Well i've finally gotten around to selling my DIY sub in order to put together an infinite baffle sub. In the mean time my PLX 3602 from QSC was sitting around because it's my sub amp and will eventually go back to subwoofer duty when I get the four 18" Fi IB woofers. I decided to hook the PLX 3602 to my Def Tech BP20s in search of more robust sound. This amp is rated at 775 watts x 2 20hz-20khz both channels driven at 8 ohms and 1100 x 2 at 4 ohms. I'm guessing i'm ringing about 900 x 2 out of it as the Def Tech's present a 6 ohm load according to Def Tech. 

In any event HOLY WOW MID BASS CLARITY BATMAN!!! With this kind of power these speakers simply sing and produce tons of mid bass and very good sub bass (not like my DIY sub ofcourse but what do you expect).

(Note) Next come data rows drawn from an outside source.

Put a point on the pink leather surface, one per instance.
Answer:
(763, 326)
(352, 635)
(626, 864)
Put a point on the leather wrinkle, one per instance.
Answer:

I'm a firm believer in power since I went from the EP2500 on my DIY sub to the QSC PLX3602 on my DIY sub, the sub just simply produced more slam, more clarity, and was able to be crossed over higher without clipping the amp at higher levels. 

With placing the QSC amp on the def tech speakers all the mid bass I was missing by powering them with my Pioneer 1015tx just showed up and IN A BIG WAY. 

I had planned to eventually purchase another ep2500 to power the fronts and after experimenting with this temporary setup I will definately do so.

Just thought i'd share my experience with experimenting with the pro amp! 

Enjoy


----------